Figure 4 shows the normalized absorption spectra of the PEG-coated 16- and 26-nm AuNPs in 81.5 mM NaCl solution. The absorption peaks at 520 nm (16-nm AuNPs) and 524 nm (26-nm AuNPs) are attributed to the still stable nanoparticles in the solution. The other absorption peaks at 598 nm (16-nm AuNPs) and 790 nm (26-nm AuNPs) correspond to the aggregated nanoparticles in the solution. In this study, we used the absorbance ratios of the stable to the aggregated nanoparticles in the solution to calculate the SDs of the AuNPs, which are formulated by

$$\mathrm{S}{\mathrm{D}}_{\left(16\mathrm{nm}\right)}=\frac{A_{520}}{A_{598}-A_{598}^0}$$

(10)

$$\mathrm{S}{\mathrm{D}}_{\left(26\mathrm{nm}\right)}=\frac{A_{524}}{A_{790}-A_{790}^0}$$

(11)

where, the $A_{598}^0$ and the $A_{790}^0$ are the absorbance values of the diluted AuNP solutions (1 mL of PEG-coated AuNP solution + 50 μL of water) at 598 nm (16-nm AuNPs) and 790 nm (26-nm AuNPs), respectively. The APEG 600-coated 26-nm AuNPs began to form a precipitate within 10 min, and hence, the data are not shown.

Figure 4

Normalized absorption spectra of PEG-coated AuNPs in the presence of 10.0% ( w / v ) NaCl solution. (A) 16-nm AuNPs and (B) 26-nm AuNPs.

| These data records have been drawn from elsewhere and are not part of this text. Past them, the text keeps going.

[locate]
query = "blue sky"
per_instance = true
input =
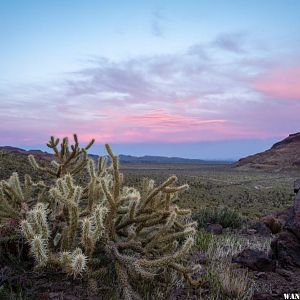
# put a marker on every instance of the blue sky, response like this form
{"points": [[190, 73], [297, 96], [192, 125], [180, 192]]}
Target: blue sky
{"points": [[148, 75]]}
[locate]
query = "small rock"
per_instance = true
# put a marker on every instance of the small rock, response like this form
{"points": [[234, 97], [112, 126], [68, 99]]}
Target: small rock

In this study, the 〈h²〉^1/2 values of PEG were found to exhibit a good linear correlation to the SDs of the fully coated AuNPs in the range of 1.938 ± 0.156 nm (APEG 600) to 10.151 ± 0.176 nm (APEG 12,000, Figure 5). The reason is attributed to the t of the PEG adlayer being about equal to the 〈h²〉^1/2 of the PEG molecules in solution under the system condition [13, 18]. For PEG-coated 16-nm AuNPs (APEG 600 to 12,000), the standard regression equation is

$${〈h^2〉}^{1/2}=1.4366\mathrm{S}{\mathrm{D}}_{\left(16\mathrm{nm}\right)}-0.3308$$

(12)

with an R² = 0.9813. For PEG-coated 26-nm AuNPs (APEG 1,000 to 12,000), the standard regression equation is

$${〈h^2〉}^{1/2}=2.4028\mathrm{S}{\mathrm{D}}_{\left(26\mathrm{nm}\right)}+0.2527$$

(13)

with an R² = 0.9991. Therefore, the 〈h²〉^1/2 of PEG can be estimated through the absorbance values of UV–vis spectrophotometric measurements. Finally, the M_w of PEG can be obtained using Equation 4.

Figure 5

Linear correlation between the 〈 h²〉^1/2of PEG and the SDs of fully coated AuNPs. (A) 16-nm AuNPs and (B) 26-nm AuNPs.

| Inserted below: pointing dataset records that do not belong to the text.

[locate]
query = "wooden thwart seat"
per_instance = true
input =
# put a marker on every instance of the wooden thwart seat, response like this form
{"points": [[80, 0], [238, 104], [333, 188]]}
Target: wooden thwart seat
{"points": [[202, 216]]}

The colorimetric method was employed to determine the 〈h²〉^1/2 of SPEG samples. The normalized absorption spectra of the AuNPs coated with SPEG 1,450, 4,600, 8,000, and 10,000 in the NaCl solution are presented in Additional file 1: Figure S4. According to their absorbance values, the 〈h²〉^1/2 values of the four PEG samples are estimated through Equations 12 and 13. Then, using Equation 4, the M_w of the PEG is obtained from its calculated 〈h²〉^1/2. The above results are listed in Table 2. The measurements obtained by this colorimetric method did not exhibit a significant difference compared to the SEC/MALLS method with the two-tailed Student's t test (P > 0.1).

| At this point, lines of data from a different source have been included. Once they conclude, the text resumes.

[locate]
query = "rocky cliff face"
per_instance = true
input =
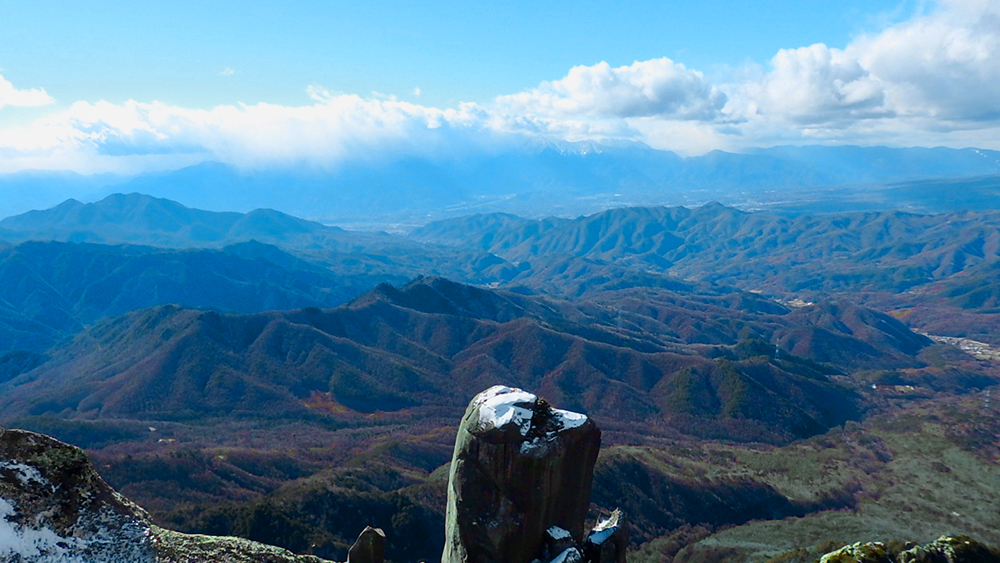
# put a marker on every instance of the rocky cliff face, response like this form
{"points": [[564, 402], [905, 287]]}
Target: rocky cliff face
{"points": [[54, 508], [947, 549], [520, 481]]}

Table 2 AuNP-based colorimetric method to determine 〈 h ² 〉 ^1/2 and M _w values of PEG samples

Conclusions

In summary, a unique colorimetric method was developed to determine the MW of PEG, based on the steric stabilization of PEG-coated AuNPs. Using the ordinary UV–vis spectrophotometry technique, the MW of the PEG samples can be calculated by the absorbance values of the PEG-coated AuNP solutions, after adding salt to screen the electrostatic repulsion between nanoparticles. This strategy offers operational advantages (simplicity, convenience, and sensitivity) over many existing methodologies, which has important implications for the development of nanomaterial-based determination methods. In the future, this colorimetric method can be applied to the MW determination of other soluble macromolecules. This strategy would provide a great advantage to current research areas in polymer science, materials science, and biology.